By the spring of 1945, as it became evident that World War II was drawing to a close, the United States Navy made plans to reduce all military training operations to consolidate and revamp the entire Fourth District’s future needs and to conserve manpower. Victory over Japan (V-J) Day saw this reduction in force greatly accelerated (War Hist. 6:4:18). At that time, Naval Air Station Cape May (hdqrs.), Naval Air Station Wildwood, and Naval Air Station Atlantic City were part of the Naval Air Base Command. Subsequently, the importance of these stations, as with others in the command, was greatly reduced.

The Navy declared the Cape May station as surplus by the spring of 1946. Before the year was over, Wildwood and Atlantic City stations had also been declared as surplus. Two big satellite fields with long runways at Georgetown, Delaware, and Woodbine, New Jersey, which were not close to populated areas, were reserved as emergency fields (War Hist. 6:4:19).

From August 15, 1945 onward, the status of Naval Air Station Atlantic City would seesaw back and forth. Would the Navy remain or would it close the station? Throughout the years, various articles appeared in the Atlantic City Press regarding the station’s fate. The Navy claimed it had the right to decide what aircraft could use the field. Atlantic City officials demanded that the Navy allow civilian aircraft to use the civilian terminal, where construction had begun originally in 1941. Finally, negotiations sponsored by State Senator Frank S. "Hap" Farley and United States Congressman Charles Sandman, succeeded in keeping the air station open at the same time that the commercial field was put in operation ("Planes," Atlantic City Press).

The issue, however, had not been finally resolved. As the jet replaced the propeller plane, the Navy had to keep pace. That meant longer runways and more space. By June 1957, the Navy announced that operations at Naval Air Station Atlantic City would end by July 1, 1960 (Atlantic City Press, 21 June 1957).

The Navy cited eight reasons for the closing:

1. The station’s location in a populated area generated public complaints of noise and hazards.

2. Air traffic density in the area was increasing.

3. The airfield was used jointly with civilian aircraft.

4. Adequate training required an outlying field for Field Carrier Landing practice, which was not available for Naval Air Station Atlantic City and could not be developed in the near future because of budgetary limitations.
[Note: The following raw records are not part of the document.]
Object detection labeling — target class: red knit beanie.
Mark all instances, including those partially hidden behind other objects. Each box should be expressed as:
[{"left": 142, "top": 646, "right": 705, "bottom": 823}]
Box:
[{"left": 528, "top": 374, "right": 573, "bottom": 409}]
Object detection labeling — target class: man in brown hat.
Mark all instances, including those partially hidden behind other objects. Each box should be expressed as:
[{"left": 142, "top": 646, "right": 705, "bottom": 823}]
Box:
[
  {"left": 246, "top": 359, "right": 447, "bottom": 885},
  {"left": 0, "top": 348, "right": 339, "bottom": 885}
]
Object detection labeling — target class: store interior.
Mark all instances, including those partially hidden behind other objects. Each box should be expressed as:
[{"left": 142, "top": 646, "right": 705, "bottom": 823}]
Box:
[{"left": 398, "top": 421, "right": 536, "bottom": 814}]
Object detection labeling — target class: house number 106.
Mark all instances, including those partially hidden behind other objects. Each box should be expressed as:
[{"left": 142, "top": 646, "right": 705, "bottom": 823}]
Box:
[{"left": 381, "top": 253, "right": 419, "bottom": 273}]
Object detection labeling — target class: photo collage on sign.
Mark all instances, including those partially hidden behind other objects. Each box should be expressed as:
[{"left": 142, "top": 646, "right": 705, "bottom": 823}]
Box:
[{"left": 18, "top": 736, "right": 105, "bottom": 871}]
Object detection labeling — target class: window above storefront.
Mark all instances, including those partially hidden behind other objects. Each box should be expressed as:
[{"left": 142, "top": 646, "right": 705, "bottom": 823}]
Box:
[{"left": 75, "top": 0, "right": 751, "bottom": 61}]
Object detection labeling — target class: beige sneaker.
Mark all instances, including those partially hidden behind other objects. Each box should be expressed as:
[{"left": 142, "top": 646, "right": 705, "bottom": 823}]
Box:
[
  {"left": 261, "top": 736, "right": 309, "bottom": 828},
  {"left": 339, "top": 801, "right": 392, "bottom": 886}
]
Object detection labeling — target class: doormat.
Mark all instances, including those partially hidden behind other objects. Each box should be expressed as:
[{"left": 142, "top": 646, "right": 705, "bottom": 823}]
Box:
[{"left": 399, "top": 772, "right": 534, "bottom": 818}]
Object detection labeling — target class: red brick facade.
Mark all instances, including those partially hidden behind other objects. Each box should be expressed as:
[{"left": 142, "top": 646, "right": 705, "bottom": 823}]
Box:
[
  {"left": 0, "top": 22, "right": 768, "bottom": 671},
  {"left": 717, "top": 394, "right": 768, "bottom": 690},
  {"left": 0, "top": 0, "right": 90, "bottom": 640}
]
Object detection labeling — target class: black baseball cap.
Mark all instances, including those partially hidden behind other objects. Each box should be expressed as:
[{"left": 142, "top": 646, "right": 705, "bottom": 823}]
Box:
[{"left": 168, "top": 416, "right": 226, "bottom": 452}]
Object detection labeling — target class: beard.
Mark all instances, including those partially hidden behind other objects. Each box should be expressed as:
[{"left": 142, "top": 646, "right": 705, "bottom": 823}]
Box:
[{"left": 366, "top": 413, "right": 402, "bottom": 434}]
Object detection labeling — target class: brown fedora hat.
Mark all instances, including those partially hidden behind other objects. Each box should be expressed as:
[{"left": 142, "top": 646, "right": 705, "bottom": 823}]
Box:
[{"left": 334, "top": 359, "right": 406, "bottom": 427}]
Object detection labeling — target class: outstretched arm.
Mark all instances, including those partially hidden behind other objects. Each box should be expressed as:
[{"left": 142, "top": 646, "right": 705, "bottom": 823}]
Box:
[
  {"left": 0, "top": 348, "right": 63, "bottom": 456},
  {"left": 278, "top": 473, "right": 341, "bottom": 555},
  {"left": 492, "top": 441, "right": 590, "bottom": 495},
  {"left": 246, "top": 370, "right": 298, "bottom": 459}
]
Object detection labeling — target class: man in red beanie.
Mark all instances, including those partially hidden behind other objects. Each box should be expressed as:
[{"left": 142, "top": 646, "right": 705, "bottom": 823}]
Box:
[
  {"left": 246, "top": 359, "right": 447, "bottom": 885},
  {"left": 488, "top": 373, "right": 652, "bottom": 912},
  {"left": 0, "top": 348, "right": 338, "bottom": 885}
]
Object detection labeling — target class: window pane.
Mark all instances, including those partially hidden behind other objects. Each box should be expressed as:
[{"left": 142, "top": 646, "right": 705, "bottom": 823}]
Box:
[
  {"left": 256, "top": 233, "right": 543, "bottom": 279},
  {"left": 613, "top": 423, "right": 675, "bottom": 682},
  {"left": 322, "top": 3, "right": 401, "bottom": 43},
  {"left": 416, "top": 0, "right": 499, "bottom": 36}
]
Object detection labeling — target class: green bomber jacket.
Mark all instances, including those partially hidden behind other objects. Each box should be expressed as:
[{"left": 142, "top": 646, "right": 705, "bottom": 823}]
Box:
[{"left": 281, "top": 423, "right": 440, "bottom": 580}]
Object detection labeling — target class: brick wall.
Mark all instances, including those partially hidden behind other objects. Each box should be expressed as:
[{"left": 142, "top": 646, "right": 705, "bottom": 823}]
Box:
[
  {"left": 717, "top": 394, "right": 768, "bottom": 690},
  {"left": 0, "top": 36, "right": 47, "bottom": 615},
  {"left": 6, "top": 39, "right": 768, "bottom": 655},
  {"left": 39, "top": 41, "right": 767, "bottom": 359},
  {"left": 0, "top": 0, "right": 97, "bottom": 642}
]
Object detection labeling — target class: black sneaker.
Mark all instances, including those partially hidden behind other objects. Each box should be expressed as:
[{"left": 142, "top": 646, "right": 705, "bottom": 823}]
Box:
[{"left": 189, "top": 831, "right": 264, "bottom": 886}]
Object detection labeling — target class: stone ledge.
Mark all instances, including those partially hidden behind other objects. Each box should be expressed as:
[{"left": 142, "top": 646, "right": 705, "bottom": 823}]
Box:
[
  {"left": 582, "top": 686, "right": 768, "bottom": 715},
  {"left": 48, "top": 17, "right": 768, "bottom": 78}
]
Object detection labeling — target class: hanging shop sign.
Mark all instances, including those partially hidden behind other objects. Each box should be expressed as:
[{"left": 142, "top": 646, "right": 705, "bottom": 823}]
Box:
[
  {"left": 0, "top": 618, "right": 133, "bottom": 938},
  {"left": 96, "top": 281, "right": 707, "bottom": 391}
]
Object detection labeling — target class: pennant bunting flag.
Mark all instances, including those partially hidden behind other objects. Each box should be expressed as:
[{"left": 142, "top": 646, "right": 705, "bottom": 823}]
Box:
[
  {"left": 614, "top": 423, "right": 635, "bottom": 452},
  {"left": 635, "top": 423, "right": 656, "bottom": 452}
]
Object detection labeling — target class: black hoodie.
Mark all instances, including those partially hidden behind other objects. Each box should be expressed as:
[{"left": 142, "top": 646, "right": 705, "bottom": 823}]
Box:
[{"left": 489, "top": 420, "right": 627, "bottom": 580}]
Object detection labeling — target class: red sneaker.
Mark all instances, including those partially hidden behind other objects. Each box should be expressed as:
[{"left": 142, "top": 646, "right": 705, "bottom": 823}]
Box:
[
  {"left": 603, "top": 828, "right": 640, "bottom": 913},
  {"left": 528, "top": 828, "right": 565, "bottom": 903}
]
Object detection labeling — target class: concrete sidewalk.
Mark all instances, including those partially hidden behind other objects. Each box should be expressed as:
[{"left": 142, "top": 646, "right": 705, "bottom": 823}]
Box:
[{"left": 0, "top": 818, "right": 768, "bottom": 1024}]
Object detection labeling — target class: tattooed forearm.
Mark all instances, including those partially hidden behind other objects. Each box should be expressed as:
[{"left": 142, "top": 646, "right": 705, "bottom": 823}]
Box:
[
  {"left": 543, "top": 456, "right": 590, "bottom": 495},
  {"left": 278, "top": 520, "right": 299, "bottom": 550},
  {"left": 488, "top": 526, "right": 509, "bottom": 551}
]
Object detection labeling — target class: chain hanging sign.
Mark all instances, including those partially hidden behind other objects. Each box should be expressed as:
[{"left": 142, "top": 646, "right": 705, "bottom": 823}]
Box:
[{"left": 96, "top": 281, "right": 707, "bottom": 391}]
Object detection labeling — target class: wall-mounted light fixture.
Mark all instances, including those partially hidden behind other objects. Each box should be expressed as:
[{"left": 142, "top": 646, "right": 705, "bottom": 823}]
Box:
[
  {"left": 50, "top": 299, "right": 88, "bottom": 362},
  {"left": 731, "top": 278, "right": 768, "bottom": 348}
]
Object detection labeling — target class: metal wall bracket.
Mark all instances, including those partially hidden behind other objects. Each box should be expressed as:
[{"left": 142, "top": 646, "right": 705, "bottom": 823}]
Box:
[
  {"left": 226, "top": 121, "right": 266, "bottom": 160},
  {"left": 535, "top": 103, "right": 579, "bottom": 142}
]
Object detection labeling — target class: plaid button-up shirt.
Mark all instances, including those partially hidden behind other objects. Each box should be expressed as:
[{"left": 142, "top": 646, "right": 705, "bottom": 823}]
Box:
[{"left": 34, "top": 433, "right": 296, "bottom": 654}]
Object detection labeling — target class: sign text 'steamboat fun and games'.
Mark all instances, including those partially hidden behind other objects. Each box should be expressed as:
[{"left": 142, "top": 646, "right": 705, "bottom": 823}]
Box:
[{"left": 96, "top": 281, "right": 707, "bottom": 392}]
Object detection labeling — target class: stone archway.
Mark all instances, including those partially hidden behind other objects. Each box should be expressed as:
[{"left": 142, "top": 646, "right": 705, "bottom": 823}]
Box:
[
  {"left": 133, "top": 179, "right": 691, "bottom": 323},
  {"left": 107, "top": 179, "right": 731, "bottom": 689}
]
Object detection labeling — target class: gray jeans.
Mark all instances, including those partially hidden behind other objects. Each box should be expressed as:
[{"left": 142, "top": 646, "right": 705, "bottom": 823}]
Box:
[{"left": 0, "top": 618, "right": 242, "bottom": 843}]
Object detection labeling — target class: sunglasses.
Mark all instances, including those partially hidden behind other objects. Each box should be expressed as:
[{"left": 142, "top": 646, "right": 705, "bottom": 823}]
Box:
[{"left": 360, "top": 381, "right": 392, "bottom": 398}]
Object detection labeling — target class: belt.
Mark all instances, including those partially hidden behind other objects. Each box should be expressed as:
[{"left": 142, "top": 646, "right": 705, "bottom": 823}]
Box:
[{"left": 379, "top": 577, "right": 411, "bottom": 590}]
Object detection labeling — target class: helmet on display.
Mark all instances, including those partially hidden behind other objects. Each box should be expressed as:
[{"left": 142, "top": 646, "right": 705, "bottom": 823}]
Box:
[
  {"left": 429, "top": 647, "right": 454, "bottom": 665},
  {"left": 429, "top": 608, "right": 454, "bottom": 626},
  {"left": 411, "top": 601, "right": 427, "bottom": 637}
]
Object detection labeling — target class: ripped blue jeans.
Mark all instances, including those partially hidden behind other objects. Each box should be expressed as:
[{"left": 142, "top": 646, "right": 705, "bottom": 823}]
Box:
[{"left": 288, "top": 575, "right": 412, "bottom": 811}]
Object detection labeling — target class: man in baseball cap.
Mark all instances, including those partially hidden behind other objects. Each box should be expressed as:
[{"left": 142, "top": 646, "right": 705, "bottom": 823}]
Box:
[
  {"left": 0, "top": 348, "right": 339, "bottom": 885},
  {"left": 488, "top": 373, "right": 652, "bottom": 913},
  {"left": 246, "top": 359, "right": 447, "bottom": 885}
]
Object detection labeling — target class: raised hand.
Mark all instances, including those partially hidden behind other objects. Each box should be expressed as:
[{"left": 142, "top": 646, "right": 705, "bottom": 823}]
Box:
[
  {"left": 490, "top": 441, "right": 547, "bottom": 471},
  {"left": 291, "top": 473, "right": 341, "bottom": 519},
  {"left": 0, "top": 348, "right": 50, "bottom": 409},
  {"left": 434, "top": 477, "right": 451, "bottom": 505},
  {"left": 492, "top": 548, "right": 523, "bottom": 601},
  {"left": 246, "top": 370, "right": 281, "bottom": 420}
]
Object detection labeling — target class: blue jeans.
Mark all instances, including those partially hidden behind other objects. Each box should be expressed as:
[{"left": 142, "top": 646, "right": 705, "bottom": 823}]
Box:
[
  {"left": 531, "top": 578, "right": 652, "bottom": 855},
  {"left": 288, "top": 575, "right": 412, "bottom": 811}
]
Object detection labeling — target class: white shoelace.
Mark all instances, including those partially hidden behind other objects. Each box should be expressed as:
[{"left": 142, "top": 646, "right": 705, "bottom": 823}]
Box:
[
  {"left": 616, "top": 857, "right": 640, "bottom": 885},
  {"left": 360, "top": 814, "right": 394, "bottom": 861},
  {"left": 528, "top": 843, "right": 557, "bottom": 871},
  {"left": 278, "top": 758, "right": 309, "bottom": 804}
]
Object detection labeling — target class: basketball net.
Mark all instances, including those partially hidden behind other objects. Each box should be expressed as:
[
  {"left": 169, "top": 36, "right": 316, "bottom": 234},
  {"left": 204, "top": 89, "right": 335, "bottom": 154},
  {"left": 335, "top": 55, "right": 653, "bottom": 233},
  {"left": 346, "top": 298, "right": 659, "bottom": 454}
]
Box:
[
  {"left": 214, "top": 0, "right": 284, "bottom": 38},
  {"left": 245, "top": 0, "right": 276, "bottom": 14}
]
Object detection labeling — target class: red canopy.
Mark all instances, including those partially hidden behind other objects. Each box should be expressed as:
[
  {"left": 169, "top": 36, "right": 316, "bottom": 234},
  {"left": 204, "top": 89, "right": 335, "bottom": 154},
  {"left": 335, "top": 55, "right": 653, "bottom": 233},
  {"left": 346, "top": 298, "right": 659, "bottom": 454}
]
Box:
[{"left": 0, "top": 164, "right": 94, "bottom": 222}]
5. Atlantic City lacked a suitable target for the required continuous practice of special weapons delivery tactics. Movement around the present target was restricted by civil airways.

6. Training was restricted by numerous confining airways and restrictive identification procedures. Further restriction would result from an

offshore airway between Dover, Delaware, and Cape Cod, Massachusetts, which was to be established.

7. Feasibility studies showed that runways could not be extended to the 10,000-foot sea level equivalent runways required for the type of operations carried out at Atlantic City.

8. Modernization of the temporary World War II facilities would cost many millions of dollars (Atlantic City Press, 27 June 1957).

The Navy claimed that the closing of Naval Air Station Atlantic City would save more than $3,000,000 a year (Naval Air News, 1958).

Again the field was saved. In 1956, a midair collision over the Grand Canyon, by two jetliners, forced Congress to create the Airways Modernization Board to develop a system for aircraft safety. State Senator Farley applied as much influence as possible to encourage the Secretaries of Commerce and Transportation to locate their field-testing experimental facility at Pomona, New Jersey, on the site of Naval Air Station Atlantic City ("Planes,"Atlantic City Press). In 1958, the newly created Federal Aviation Administration (FAA) took control of the Pomona Air Station from the Navy. The field’s new title was the National Aviation Facility Experimental Center (NAFEC).

At the same time, the New Jersey Air National Guard (then based at McGuire Air Force Base) was looking for a new home. In cooperation with the Federal Aviation Administration, the 177th Air National Guard Unit moved its operations to Atlantic City, where they both occupied the temporary buildings and hangers vacated by the Navy.